The other factor that can affect the amount of HDFS space available is the replication factor, which is the number of copies of each data block that are stored in HDFS for redundancy. The replication factor increases with the number of nodes in the job flow: there are 3 copies of each data block for a job flow with 10 or more nodes, 2 copies of each block for a job flow with 4 to 9 nodes, and 1 copy (no redundancy) for job flows with 3 or fewer nodes. The total HDFS space available is divided by the replication factor. In some cases, such as increasing the number of nodes from 9 to 10, the increase in replication factor can actually cause the amount of available HDFS space to decrease.

For example, a job flow with ten core nodes of type m1.large would have 2833 GB of space available to HDFS ((10 nodes X 850 GB per node)/replication factor of 3).

If your job flow exceeds the amount of space available to HDFS, you can add additional core nodes to your cluster or use data compression to create more HDFS space. If your job flow is one that can be stopped and restarted, you may consider using core nodes of a larger Amazon EC2 instance type. You might also consider adjusting the replication factor. Be aware, though, that decreasing the replication factor reduces the redundancy of HDFS data and your job flow's ability to recover from lost or corrupted HDFS blocks.

Have you checked the log files for clues?

Log files can provide insight into why a job flow failed.
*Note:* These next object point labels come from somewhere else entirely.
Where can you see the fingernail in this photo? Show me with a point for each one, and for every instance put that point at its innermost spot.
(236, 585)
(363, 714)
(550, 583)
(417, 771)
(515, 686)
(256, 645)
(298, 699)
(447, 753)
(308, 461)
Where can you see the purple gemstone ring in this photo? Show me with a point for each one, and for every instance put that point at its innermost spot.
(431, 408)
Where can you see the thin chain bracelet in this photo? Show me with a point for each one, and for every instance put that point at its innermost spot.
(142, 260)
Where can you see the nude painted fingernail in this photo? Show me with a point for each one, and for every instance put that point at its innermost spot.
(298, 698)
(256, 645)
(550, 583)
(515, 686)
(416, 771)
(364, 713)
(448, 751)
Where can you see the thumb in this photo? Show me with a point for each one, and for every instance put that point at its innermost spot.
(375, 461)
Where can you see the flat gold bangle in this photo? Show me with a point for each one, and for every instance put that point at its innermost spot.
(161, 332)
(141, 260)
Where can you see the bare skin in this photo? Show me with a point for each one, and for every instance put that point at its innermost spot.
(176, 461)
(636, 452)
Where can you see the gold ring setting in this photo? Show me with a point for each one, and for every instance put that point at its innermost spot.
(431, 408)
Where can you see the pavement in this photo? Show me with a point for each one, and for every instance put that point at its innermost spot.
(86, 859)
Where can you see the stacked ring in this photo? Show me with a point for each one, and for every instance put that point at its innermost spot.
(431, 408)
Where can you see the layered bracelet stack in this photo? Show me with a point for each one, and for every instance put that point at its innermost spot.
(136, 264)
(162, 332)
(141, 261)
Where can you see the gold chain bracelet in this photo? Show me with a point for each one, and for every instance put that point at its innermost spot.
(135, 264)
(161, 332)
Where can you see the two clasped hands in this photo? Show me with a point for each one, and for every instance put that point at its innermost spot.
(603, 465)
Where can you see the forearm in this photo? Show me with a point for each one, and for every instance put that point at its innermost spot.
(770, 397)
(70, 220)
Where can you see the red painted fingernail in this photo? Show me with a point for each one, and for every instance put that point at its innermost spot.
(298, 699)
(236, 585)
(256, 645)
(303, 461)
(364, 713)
There are two options for viewing the log files: directly on EC2 Instances while the job flow is running, or from an Amazon S3 bucket if you launch the job flow with log-file archiving enabled.

While the job flow is running, each EC2 instance (or node) gathers Hadoop and Amazon EMR logs in the /mnt/var/log directory. The Hadoop logs include the daemon logs and the task and attempt logs. Amazon EMR logs include step logs, bootstrap action logs, and more. Because these log files are stored on EC2 Instances which are terminated when the job flow ends, you can only access them while the job flow is running. This can be problematic if your job flow terminates suddenly, and you need the log file information to analyze what went wrong.
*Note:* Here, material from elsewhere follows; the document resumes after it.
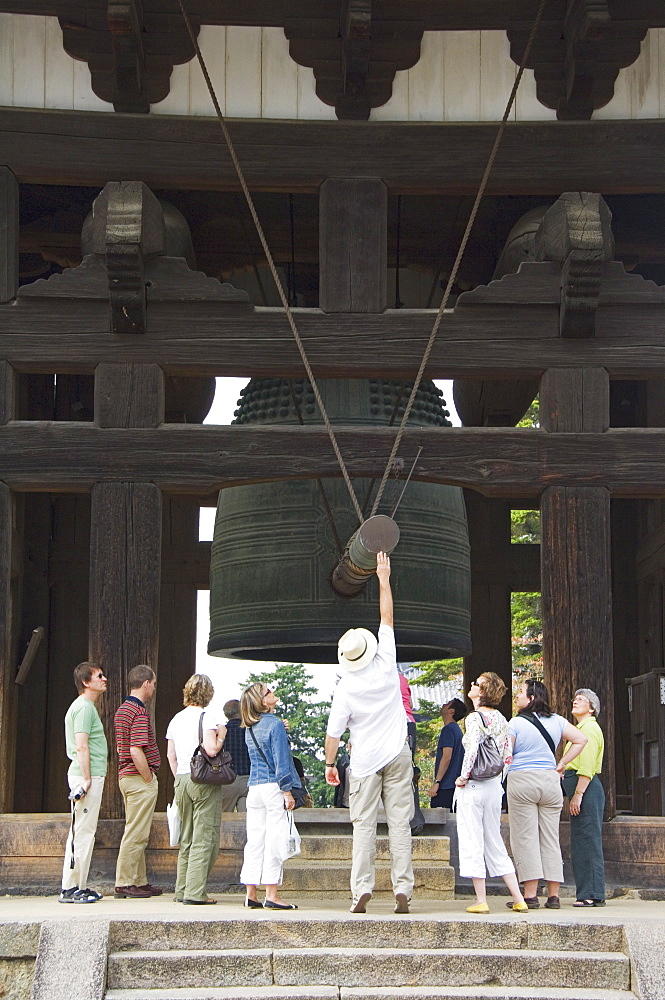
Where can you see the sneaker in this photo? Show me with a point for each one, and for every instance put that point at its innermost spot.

To make sure that log-file information is available even after the job flow ends, you can instruct Amazon EMR to periodically copy the log files from /mnt/var/log to an Amazon S3 bucket. This incurs Amazon S3 storage fees, but can be a great help in figuring out why a job flow failed. It’s a best practice to have Amazon S3 log-file archiving turned on during your Hadoop application development and testing, and to have a representative portion of your data archiving logs on production job flows.

If you want Amazon EMR to archive logs to Amazon S3, you must turn this on when you launch the job flow, it is not enabled by default and cannot be added to an already running job flow.

Note that there is a delay between when the node writes a log file and when Amazon EMR propagates it to the Amazon S3 bucket. This means it may take up to five minutes after a job flow ends for Amazon EMR to push the final logs to the Amazon S3 bucket.

For information about how to archive job flow logs to Amazon S3, go to How to Enable Amazon S3 Log Archiving on a Job Flow. To learn more about how to view and interpret the log files, go to How to Use Log Files in Amazon EMR.

Have your job flows finished terminating?

Depending on the configuration of the job flow, it may take up to 5-20 minutes for the job flow to terminate and release allocated resources, such as Amazon E2 instances. If you are getting a EC2 QUOTA EXCEEDED error when you attempt to launch a job flow, it may be because resources from a recently terminated job flow may not yet have been released. In this case, you can either request that your Amazon EC2 quota be increased, or you can wait twenty minutes and re-launch the job flow.